Les mois passèrent, et dès la fin de novembre Jeanne et son frère avaient coutume d’afficher chacun la liste des choses qui leur faisaient envie.
Et quand vint la veillée de Noël, la famille préparait des surprises et le mystère qui les entourait était un grand amusement pour la petite Jeanne qui croyait encore au père Noël.
La soirée était froide, les carreaux étaient chargés de givre, dès l’après-midi, il fallait allumer la lumière. Pas un oiseau, tout semblait dormir.
Dans l’immobilisme de l’air Jeanne et son frère attendaient en silence que vienne minuit.
Son frère lui, ne croyait plus au père Noël depuis bien longtemps, mais jamais il ne dévoila le secret à sa sœur qui se laissait toujours gouverner par la fantaisie, il la laissait croire qu’il existait vraiment .
Dès le crépuscule, leur mère préparait déjà les petits bas et les accrochait aux parois de la cheminée afin que le père Noël les remplisse de bonnes choses.
Quel mystère pour Jeanne qui se demandait comment aurait-il fait cette nuit là pour passer dans l’ âtre si étroit et aussi flamboyant.
Sa maman souriait devant son ingénuité.
Des mots couverts, des chuchotements, des rires étouffés intriguaient Jeanne qui aurait voulu savoir pourquoi tant de mystères…
La table était parée à fête, ornée de guirlandes dorées et d’un menu copieux. Il y avait de la dinde, chose rare durant toute l’année, des marrons, et bien d’autres gourmandises … Tous se mirent à table et à repas terminé, ils dégustèrent la bûche de Noël que Jeanne adorait: (tradition culinaire, rite lié à la célébration du solstice d'hiver)*, et quand le gong de la pendule annonça minuit, toute la famille se réunit auprès de la crèche pour y coucher le petit Jésus qui venait de naître.

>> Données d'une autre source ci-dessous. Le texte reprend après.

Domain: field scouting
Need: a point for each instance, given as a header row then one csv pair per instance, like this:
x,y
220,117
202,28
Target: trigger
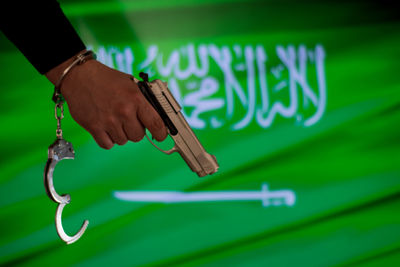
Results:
x,y
168,152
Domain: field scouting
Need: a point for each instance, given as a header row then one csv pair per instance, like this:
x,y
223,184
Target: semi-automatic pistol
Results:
x,y
186,142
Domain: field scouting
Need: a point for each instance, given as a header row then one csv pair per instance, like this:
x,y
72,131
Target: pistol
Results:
x,y
186,142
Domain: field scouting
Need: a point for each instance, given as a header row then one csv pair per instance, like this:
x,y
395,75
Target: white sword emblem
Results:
x,y
268,198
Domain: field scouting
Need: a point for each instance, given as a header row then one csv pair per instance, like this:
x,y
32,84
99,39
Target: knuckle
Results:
x,y
107,146
125,111
122,142
137,136
109,121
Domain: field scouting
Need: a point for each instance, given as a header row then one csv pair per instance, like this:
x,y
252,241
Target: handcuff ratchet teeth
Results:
x,y
59,150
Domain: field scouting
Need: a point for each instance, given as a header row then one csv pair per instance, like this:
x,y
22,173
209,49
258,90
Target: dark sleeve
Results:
x,y
41,31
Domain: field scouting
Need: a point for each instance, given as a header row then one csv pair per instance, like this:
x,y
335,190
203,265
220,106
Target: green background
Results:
x,y
345,169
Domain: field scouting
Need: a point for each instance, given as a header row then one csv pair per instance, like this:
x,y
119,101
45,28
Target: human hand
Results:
x,y
107,103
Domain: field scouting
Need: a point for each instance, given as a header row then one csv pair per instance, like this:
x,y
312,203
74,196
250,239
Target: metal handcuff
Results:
x,y
59,150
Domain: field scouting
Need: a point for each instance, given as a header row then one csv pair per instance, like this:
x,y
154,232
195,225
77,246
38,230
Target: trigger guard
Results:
x,y
168,152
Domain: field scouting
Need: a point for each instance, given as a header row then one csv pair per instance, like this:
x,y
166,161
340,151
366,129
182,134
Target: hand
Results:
x,y
107,103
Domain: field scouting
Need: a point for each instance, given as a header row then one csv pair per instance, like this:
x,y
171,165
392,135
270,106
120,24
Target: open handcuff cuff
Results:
x,y
59,150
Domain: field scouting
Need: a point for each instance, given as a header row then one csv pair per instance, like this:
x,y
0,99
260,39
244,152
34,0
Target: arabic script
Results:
x,y
235,85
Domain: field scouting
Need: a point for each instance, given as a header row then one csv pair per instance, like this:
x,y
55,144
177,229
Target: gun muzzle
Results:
x,y
186,142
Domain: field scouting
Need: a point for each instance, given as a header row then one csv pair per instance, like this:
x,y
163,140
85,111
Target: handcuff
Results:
x,y
62,149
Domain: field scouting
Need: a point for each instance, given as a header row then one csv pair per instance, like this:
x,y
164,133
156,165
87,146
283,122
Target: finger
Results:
x,y
134,129
102,139
117,135
152,121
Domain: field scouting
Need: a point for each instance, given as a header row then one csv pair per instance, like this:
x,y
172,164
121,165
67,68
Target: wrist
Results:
x,y
55,73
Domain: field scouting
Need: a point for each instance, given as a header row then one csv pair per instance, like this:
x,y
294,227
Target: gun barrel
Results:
x,y
186,142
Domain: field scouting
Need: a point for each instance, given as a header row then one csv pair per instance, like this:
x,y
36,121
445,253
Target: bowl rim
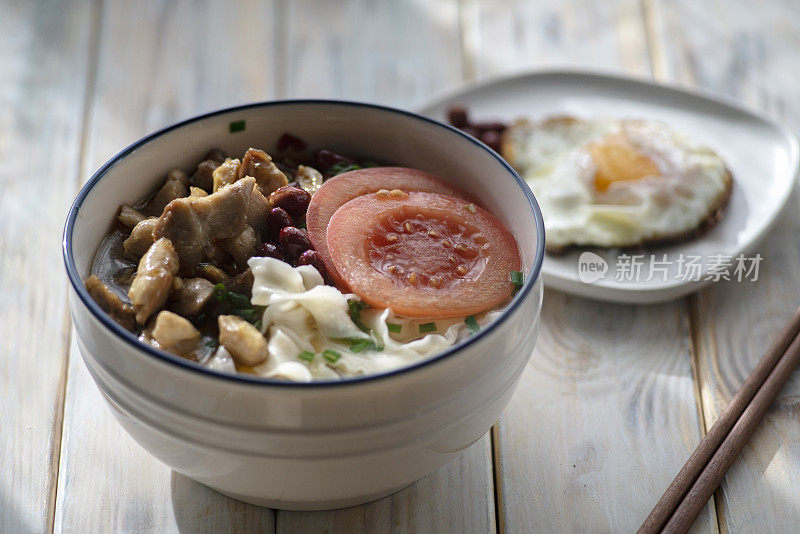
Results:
x,y
245,379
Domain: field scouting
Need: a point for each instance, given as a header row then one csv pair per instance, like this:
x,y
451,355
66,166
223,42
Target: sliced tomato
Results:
x,y
423,254
349,185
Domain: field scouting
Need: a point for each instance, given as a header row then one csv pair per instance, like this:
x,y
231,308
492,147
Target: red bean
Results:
x,y
457,116
270,250
312,257
294,242
325,159
292,199
290,142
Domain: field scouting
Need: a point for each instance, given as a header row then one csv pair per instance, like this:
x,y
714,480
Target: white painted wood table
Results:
x,y
615,397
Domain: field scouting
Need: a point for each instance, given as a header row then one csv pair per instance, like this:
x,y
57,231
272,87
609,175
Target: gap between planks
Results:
x,y
658,66
66,331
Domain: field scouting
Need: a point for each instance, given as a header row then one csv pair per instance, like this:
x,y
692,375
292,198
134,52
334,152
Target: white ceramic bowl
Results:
x,y
324,444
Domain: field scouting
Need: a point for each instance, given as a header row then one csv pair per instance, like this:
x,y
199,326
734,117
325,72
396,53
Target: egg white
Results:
x,y
554,158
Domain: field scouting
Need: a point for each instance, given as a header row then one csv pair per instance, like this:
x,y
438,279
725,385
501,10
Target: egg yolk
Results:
x,y
616,160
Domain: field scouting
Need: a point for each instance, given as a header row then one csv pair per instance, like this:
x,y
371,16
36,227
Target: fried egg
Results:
x,y
617,182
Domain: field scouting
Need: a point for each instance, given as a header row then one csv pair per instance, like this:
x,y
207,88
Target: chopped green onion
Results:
x,y
331,355
424,328
360,345
472,324
240,304
355,307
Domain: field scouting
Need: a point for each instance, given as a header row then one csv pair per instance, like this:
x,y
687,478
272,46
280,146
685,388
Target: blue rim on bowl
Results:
x,y
77,282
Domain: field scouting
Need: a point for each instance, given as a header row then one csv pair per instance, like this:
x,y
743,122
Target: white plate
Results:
x,y
762,156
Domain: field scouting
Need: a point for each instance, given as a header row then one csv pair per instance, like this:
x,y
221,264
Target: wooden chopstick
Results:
x,y
705,468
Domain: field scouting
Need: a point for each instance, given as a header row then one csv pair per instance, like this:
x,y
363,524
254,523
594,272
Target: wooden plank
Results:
x,y
750,55
405,52
44,53
396,53
158,62
606,411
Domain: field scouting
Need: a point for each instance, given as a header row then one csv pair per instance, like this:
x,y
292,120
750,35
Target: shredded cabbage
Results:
x,y
303,316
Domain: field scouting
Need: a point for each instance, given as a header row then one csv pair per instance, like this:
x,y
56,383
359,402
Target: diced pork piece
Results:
x,y
242,283
175,334
175,186
258,164
257,209
212,273
242,340
203,177
110,303
192,224
151,286
226,174
241,247
129,217
181,225
140,240
192,297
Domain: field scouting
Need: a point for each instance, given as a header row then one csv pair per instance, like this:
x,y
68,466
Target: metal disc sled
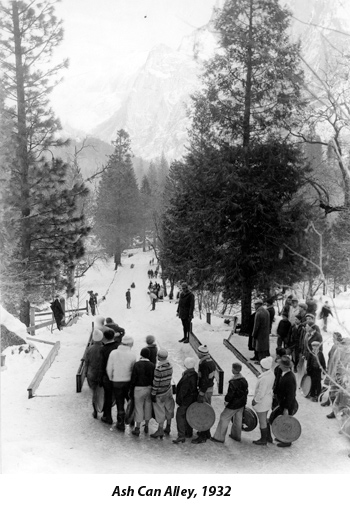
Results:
x,y
250,420
286,428
200,416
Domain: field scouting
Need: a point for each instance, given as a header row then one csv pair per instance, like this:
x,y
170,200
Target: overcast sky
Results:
x,y
106,37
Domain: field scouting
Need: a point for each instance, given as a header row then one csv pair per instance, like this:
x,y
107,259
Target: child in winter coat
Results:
x,y
315,365
283,330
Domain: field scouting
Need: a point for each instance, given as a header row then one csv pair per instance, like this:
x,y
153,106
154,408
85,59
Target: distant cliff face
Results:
x,y
154,110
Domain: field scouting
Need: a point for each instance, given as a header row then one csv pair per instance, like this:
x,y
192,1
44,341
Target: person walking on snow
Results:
x,y
185,310
235,401
206,374
128,298
324,314
186,394
119,368
162,394
262,400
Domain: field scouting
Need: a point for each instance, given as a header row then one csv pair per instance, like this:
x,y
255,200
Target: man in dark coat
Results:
x,y
186,394
261,330
206,374
185,310
285,390
235,401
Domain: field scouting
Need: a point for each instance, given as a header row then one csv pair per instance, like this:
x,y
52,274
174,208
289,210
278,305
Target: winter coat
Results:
x,y
186,305
142,374
93,362
264,391
283,328
237,392
186,389
153,349
261,331
285,391
206,374
120,364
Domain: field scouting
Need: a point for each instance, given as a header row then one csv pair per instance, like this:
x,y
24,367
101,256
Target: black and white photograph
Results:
x,y
174,245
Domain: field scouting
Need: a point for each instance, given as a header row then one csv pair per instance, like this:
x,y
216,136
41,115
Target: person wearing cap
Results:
x,y
118,330
128,298
186,394
93,360
262,400
140,389
206,374
153,349
285,390
185,310
109,344
261,330
314,367
235,401
119,368
162,394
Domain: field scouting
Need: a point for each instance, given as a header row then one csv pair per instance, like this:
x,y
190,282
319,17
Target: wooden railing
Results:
x,y
44,367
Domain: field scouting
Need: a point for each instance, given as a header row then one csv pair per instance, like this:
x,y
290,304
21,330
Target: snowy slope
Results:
x,y
54,433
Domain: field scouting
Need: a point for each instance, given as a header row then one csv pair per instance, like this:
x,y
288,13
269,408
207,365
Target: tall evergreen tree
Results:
x,y
40,210
117,217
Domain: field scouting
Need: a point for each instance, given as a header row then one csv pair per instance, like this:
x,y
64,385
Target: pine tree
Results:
x,y
117,217
41,222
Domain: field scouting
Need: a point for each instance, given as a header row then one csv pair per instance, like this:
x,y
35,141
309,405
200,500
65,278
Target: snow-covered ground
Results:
x,y
55,433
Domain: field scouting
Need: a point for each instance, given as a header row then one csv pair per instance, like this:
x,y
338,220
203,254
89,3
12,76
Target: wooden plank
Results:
x,y
43,369
242,358
219,373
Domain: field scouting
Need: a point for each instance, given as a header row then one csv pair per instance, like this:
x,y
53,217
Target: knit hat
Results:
x,y
266,363
189,363
145,352
97,335
127,341
162,354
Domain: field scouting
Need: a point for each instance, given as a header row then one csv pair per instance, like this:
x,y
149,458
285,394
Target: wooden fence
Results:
x,y
219,373
44,367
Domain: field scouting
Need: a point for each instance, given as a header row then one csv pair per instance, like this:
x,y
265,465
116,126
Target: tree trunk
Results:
x,y
246,306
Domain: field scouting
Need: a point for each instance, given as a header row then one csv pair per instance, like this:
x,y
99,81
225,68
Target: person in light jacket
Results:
x,y
262,400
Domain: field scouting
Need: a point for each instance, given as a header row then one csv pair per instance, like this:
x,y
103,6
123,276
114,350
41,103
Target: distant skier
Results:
x,y
128,298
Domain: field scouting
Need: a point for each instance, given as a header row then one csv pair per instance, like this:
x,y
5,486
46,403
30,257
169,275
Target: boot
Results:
x,y
159,433
269,437
263,438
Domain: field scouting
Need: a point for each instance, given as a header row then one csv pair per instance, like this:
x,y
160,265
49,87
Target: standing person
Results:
x,y
324,314
206,374
128,298
262,401
92,302
108,345
93,361
153,349
185,310
235,401
140,389
162,394
285,391
118,330
261,330
283,331
272,312
119,368
186,394
314,367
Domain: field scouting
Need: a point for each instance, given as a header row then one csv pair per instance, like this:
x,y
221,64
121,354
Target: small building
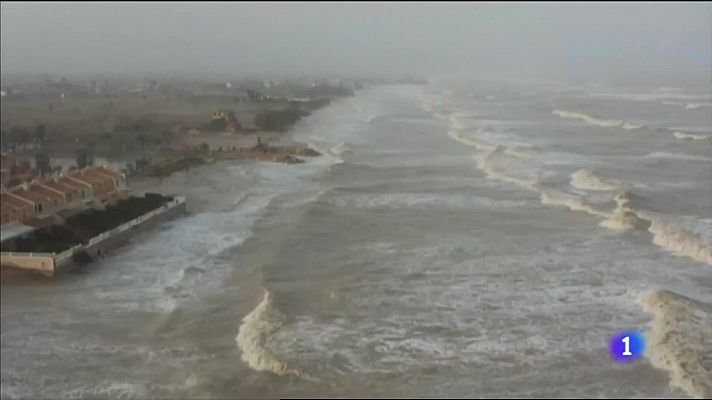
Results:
x,y
220,114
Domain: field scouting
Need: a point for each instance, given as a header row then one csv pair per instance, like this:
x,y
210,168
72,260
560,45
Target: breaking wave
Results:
x,y
678,240
674,156
519,152
254,335
679,340
588,118
694,106
490,169
586,180
340,149
572,202
470,141
607,123
631,126
692,136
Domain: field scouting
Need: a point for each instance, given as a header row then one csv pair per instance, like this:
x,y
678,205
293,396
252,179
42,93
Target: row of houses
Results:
x,y
38,199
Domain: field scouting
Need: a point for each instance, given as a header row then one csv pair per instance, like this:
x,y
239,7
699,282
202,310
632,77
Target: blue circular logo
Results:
x,y
626,346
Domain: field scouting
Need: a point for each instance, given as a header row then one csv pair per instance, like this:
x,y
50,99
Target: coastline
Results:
x,y
143,183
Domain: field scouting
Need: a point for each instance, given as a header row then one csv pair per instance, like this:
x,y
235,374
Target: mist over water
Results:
x,y
459,240
481,235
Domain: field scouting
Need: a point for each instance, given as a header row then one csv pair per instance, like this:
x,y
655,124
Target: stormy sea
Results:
x,y
465,239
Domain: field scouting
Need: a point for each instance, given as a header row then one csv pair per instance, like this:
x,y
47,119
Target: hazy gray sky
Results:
x,y
476,39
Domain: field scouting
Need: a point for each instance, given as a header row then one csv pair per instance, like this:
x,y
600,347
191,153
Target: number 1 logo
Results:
x,y
626,346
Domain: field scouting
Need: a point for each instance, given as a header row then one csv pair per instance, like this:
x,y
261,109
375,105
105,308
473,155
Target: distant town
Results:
x,y
71,150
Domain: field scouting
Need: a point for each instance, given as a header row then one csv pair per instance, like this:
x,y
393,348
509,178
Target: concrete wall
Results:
x,y
53,263
99,245
38,262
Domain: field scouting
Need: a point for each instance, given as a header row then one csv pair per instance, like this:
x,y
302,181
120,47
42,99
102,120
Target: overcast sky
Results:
x,y
521,40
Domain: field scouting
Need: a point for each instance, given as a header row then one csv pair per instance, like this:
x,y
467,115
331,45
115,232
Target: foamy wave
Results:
x,y
623,217
586,180
674,156
588,118
253,337
573,202
631,126
678,240
679,340
519,152
469,141
488,166
695,106
692,136
340,149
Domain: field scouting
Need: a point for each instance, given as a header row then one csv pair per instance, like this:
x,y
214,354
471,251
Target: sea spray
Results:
x,y
586,180
253,339
692,136
679,340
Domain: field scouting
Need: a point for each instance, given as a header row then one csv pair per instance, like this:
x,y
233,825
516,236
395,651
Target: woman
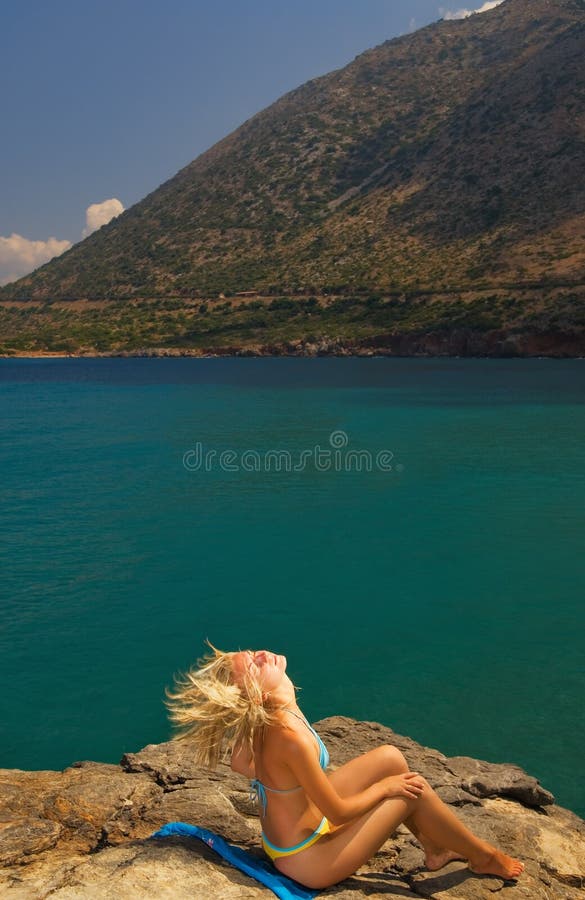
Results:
x,y
318,826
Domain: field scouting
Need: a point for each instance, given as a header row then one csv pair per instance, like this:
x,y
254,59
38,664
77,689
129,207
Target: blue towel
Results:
x,y
262,871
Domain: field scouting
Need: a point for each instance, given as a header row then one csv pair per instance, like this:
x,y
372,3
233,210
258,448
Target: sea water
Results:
x,y
409,532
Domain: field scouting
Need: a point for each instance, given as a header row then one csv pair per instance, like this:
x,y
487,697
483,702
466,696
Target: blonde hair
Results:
x,y
212,712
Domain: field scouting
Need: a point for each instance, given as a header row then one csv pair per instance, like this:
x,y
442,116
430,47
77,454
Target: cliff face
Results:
x,y
83,832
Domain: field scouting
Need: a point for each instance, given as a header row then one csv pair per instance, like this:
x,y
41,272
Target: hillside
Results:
x,y
441,163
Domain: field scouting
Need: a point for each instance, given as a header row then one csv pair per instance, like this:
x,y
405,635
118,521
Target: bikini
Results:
x,y
258,792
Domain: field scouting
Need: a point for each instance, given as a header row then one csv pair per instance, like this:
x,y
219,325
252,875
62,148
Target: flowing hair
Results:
x,y
210,711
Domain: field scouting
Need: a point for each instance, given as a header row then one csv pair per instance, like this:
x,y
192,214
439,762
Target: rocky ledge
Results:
x,y
83,832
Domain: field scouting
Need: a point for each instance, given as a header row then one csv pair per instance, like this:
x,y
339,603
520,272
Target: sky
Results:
x,y
104,101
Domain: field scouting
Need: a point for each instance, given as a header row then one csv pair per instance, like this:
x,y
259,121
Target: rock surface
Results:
x,y
83,832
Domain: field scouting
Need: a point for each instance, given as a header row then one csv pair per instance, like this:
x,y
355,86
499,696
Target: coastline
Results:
x,y
462,342
84,831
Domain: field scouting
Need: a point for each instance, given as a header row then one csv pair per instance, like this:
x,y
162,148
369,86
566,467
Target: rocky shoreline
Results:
x,y
459,342
83,832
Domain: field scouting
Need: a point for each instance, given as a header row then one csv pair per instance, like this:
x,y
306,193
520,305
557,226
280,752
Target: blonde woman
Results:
x,y
318,826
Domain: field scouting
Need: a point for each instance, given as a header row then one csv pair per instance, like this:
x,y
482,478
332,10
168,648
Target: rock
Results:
x,y
84,832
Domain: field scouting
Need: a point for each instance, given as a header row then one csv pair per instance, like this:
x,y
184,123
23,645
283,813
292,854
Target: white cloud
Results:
x,y
19,256
464,13
99,214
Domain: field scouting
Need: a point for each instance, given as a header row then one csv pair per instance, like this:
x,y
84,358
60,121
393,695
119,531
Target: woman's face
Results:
x,y
266,668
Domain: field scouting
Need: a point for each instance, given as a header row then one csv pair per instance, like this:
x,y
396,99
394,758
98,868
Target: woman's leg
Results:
x,y
359,773
338,855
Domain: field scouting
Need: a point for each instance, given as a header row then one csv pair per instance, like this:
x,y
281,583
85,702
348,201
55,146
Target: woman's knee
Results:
x,y
392,759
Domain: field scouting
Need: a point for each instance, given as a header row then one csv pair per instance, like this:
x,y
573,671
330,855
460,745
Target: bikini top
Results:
x,y
258,790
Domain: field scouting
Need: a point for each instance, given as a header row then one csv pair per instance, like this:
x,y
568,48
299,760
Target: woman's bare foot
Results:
x,y
437,859
494,862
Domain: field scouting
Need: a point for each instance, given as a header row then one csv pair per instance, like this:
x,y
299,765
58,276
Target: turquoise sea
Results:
x,y
440,590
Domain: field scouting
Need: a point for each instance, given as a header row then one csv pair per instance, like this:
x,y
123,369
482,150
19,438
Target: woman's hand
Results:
x,y
407,784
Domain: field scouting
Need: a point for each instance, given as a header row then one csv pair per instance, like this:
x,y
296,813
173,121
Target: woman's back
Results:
x,y
288,815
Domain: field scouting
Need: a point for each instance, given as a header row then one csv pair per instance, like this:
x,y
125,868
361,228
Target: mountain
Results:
x,y
447,160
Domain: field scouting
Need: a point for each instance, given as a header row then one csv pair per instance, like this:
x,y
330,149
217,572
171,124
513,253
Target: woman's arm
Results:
x,y
299,754
242,761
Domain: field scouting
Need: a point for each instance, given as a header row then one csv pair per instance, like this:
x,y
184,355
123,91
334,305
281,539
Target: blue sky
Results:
x,y
104,101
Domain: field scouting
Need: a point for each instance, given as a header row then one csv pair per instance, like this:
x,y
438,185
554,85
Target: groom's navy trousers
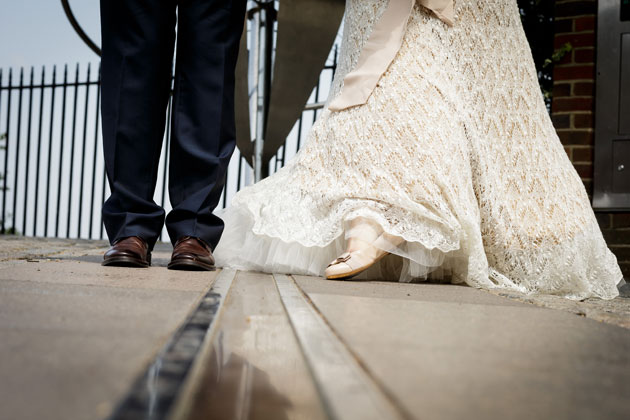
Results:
x,y
138,39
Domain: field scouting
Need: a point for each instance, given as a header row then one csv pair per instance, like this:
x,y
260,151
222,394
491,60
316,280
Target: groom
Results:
x,y
138,38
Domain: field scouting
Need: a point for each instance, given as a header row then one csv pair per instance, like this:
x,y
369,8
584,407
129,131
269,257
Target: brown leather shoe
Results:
x,y
131,251
192,254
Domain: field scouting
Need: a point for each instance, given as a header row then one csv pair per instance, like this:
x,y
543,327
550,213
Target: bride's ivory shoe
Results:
x,y
349,264
367,244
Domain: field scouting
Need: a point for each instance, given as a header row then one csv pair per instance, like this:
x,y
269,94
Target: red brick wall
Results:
x,y
573,109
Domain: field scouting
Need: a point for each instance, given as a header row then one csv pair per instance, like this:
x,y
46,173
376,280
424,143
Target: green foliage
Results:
x,y
558,54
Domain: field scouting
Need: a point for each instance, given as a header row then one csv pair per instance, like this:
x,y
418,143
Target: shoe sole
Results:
x,y
125,262
349,275
190,265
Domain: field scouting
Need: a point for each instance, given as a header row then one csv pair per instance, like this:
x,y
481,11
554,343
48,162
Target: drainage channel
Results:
x,y
154,394
345,388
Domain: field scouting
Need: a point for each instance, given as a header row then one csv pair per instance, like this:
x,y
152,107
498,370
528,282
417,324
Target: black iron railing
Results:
x,y
52,175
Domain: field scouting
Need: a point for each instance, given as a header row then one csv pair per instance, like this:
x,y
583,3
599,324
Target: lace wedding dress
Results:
x,y
454,152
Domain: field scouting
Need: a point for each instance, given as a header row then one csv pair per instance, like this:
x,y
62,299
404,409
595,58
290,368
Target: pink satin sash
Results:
x,y
381,48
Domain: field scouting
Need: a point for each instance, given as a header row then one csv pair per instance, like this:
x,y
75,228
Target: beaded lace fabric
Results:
x,y
454,152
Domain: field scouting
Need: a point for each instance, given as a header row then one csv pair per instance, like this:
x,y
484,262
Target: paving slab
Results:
x,y
448,360
75,334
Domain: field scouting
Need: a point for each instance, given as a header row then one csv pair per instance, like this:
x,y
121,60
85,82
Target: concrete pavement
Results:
x,y
77,336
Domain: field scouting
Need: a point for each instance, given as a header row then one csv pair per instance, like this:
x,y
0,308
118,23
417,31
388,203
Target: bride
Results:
x,y
434,159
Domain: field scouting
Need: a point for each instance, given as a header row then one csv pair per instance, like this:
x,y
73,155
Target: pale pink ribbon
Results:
x,y
381,48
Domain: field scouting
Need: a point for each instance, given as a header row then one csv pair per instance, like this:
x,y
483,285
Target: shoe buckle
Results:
x,y
342,258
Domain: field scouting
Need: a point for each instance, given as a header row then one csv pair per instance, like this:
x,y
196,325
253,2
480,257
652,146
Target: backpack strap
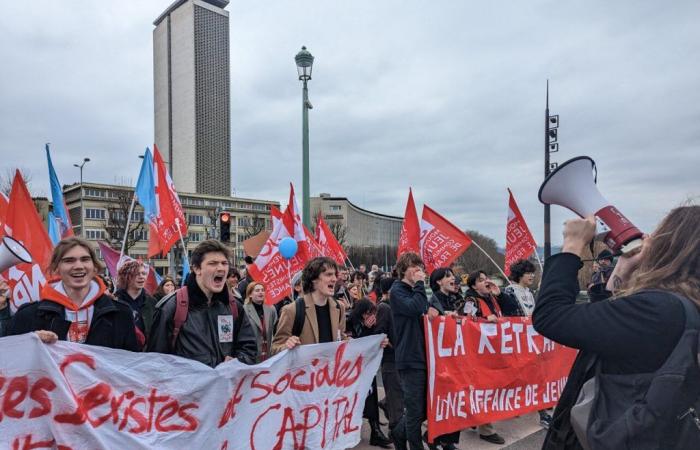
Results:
x,y
299,317
182,304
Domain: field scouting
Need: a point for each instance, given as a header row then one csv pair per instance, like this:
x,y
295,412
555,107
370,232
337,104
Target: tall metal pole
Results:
x,y
306,208
547,219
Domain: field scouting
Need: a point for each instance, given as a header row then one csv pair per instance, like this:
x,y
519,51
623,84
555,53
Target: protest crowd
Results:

Les santons, les bergers et leurs moutons, les anges, tous étaient là à l’attendre ainsi que Joseph et Marie dans l’étable assis sur la paille entourés du bœuf et du petit âne qui les réchauffaient de leur haleine… Une étoile illuminait le chemin des Rois mages, un petit ruisseau faisait couler son eau claire…
Quelle solennité.
Puis, après la prière du soir, tous allèrent se coucher en attendant le matin que s’ouvrirent les portes de la salle à manger…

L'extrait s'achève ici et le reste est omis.